A hard-boiled, wild-eyed cousin of Planescape Torment, Disco Elysium is a game about defeat. Specifically it’s about the defeat of the political Left, set on the run-down waterfront of a quasi-European metropolis that once played host to a communist revolution. Revachol was a city built “to resolve History”, you’re told early on, where “the terrible questions of our time will be answered”. Five decades down the line, those answers are writ large in the bullet holes from mass executions, the bigoted orphans roaming the mouldy tenements and the craters left by the neoliberal governments that brought Revachol’s revolution to heel.

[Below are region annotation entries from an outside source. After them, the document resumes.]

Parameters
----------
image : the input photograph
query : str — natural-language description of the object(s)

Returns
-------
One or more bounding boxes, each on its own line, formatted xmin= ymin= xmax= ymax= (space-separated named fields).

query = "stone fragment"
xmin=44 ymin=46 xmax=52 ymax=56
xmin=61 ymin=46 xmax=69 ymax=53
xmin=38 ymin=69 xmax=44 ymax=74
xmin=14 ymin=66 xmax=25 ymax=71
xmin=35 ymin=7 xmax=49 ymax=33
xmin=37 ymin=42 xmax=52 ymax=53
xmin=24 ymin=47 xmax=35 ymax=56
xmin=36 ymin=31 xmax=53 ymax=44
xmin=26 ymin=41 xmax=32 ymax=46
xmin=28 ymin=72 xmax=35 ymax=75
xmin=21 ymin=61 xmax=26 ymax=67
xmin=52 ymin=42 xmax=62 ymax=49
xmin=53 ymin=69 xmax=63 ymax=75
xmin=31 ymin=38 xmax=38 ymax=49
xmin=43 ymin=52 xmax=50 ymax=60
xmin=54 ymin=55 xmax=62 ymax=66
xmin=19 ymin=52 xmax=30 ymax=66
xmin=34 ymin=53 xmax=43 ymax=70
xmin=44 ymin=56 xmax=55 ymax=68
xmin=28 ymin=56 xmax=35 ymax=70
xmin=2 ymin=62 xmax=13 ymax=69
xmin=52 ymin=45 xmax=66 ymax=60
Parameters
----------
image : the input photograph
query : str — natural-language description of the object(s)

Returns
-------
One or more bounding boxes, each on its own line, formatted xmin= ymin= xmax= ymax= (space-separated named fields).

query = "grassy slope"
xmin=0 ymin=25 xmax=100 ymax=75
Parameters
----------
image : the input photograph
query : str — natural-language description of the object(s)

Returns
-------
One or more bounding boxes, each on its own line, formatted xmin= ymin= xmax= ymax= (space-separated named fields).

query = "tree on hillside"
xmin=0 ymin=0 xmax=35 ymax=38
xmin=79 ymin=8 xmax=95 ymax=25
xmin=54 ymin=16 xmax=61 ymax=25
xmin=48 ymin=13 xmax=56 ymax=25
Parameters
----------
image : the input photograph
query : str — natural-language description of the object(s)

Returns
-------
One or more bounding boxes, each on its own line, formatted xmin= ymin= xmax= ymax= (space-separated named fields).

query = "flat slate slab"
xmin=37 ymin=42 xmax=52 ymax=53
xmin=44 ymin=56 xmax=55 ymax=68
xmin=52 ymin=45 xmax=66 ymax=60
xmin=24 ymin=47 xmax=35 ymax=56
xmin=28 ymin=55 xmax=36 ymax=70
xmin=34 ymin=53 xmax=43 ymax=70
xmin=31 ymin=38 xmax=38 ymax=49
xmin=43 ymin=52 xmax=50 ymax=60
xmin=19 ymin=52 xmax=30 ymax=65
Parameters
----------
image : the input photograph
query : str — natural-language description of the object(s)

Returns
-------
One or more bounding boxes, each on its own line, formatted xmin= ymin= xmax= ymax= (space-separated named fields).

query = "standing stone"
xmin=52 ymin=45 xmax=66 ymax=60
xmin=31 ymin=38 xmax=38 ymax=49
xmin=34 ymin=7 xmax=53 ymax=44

It’s certainly a painful game to contemplate if, say, you recently voted Labour, but Disco Elysium’s atmosphere of despair should cling to anybody who has ever sought a better life for themselves, regardless of their politics. Early in the story, you dream of your own corpse dangling from a tree in the scattered light of a disco ball. Through blackened, bubbling lips, the body proceeds to damn you for this world’s dreadful plight. “You failed,” it croaks, against the melancholy lilt of a distant guitar. “You failed me. You failed Elysium. Four point six billion people – and you failed every single one of them.” Coughed up by the past your character is desperately trying to forget, the accusation is ludicrous but horribly convincing: it reflects the demented self-aggrandisements of both severe depression and video games. You aren’t just an amnesiac has-been detective, after all, drinking and drugging himself into a not-so-early grave. You’re the Player. If any single individual bears responsibility for the state of this universe, it’s surely you.